…remember where things were a year ago. The Democrats had 59 seats in the Senate, which meant a filibuster-based shutdown of everything. If Martha Chokely does what’s expected of her, then the Democrats will find themselves with…59 seats. Plus some actual accomplishments made in the face of complete opposition, which is kind of impressive given how everything went.
This is the part where I point out that I called it. To be precise, I called it on September 7, 2008, at precisely 8:17 PM Pacific Daylight Time. It’s not that I really am just that good – well, I am, or at least I used to be – but it should have been obvious to anybody who paid attention for the last twenty years how this stuff would go. Lockstep obstruction from the Republicans, sanctimonious dithering from conservative Democrats, a White House unwilling to grab people by the balls and twist, and a press too fucking stupid to handle any issue more complex than who’s going to be on NBC at 11:35.
And right now, nothing pisses me off more than the wailing weeping hysterical liberals who have decided that Obama is just like Bush, that the whole health care package should be trashed, and that scrapping everything and starting over now will force everything to the left. The correct response is: fuck you, hippie – this is how it works. You fight like hell to get what you can, and you be grateful that the stars aligned long enough to break the worst Senate minority obstruction in the history of the body, and you take your half a loaf and come back tomorrow and start fighting again. And if you’re too pious and good and principled to accept that, well, I think the term of art is know your role and shut your hole.

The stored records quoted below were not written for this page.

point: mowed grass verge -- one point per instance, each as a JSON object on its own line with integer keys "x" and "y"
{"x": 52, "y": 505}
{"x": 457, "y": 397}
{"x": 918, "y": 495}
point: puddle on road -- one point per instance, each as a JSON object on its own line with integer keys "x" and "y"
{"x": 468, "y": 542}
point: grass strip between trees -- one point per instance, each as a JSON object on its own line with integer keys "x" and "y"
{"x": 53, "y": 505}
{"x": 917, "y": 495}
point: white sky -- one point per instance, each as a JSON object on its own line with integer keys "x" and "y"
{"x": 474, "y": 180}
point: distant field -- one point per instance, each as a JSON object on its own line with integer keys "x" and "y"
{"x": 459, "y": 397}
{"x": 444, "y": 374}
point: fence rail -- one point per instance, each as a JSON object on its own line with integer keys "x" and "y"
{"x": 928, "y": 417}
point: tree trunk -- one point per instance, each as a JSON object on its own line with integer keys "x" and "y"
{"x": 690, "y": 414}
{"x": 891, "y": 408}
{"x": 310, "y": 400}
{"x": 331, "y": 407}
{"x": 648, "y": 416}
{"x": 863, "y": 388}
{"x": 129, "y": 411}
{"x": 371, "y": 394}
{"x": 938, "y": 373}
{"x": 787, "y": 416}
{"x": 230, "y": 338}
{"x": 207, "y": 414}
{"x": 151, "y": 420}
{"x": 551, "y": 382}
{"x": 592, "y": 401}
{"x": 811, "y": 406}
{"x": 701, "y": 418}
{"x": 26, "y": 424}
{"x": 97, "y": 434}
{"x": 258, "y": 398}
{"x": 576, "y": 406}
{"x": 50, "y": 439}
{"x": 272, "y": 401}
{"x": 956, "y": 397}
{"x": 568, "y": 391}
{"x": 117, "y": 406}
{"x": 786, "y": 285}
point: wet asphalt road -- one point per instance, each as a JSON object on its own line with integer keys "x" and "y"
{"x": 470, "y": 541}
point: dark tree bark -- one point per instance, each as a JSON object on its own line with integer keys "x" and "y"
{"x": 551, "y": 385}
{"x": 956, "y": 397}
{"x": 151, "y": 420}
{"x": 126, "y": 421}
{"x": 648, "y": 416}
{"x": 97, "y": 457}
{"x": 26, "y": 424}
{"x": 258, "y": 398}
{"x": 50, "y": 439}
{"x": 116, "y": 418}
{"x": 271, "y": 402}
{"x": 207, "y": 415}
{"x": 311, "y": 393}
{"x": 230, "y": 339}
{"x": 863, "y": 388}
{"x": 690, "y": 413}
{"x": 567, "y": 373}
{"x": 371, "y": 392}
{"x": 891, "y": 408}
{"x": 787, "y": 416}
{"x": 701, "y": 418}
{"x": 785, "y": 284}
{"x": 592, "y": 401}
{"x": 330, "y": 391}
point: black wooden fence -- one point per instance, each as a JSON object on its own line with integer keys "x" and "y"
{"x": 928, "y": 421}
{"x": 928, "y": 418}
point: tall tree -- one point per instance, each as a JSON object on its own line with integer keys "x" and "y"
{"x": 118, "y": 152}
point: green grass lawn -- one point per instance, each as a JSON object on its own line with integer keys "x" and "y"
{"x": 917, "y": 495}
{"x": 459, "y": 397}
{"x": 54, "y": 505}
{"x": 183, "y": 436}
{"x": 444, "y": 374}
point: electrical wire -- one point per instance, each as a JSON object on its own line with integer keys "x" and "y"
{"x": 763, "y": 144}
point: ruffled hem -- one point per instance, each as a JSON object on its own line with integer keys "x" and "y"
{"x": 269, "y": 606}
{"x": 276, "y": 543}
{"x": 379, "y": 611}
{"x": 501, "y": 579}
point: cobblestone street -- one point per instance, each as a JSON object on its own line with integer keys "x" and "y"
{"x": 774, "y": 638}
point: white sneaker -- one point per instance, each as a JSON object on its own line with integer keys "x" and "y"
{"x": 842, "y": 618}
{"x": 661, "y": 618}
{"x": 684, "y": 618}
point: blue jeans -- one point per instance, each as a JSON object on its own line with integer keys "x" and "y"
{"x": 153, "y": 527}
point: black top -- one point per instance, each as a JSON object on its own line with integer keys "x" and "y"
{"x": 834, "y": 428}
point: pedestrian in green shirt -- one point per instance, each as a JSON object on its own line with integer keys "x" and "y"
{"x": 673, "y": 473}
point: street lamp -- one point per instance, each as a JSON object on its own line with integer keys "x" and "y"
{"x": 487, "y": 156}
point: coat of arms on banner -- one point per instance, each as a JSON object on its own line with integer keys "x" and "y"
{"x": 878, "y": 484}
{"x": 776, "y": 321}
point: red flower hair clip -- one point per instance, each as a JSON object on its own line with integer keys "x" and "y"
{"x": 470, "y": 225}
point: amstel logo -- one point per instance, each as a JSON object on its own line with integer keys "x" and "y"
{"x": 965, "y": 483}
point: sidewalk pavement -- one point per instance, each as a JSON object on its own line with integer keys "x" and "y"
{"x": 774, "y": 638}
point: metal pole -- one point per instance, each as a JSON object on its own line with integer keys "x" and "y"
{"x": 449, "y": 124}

Too many people think that there’s an end point, that at some point the victory is won and the sky fills with rainbows and the lion lies down with the lamb and the music swells and the credits roll and you’re finished. Maybe that happens when you die, but it doesn’t happen in the real world of politics. It’s a race uphill, in a driving storm, through an ocean of tar, with no finish line.
I can’t say it enough: politics is the art of the POSSIBLE. If you want dreams, go major in theatre.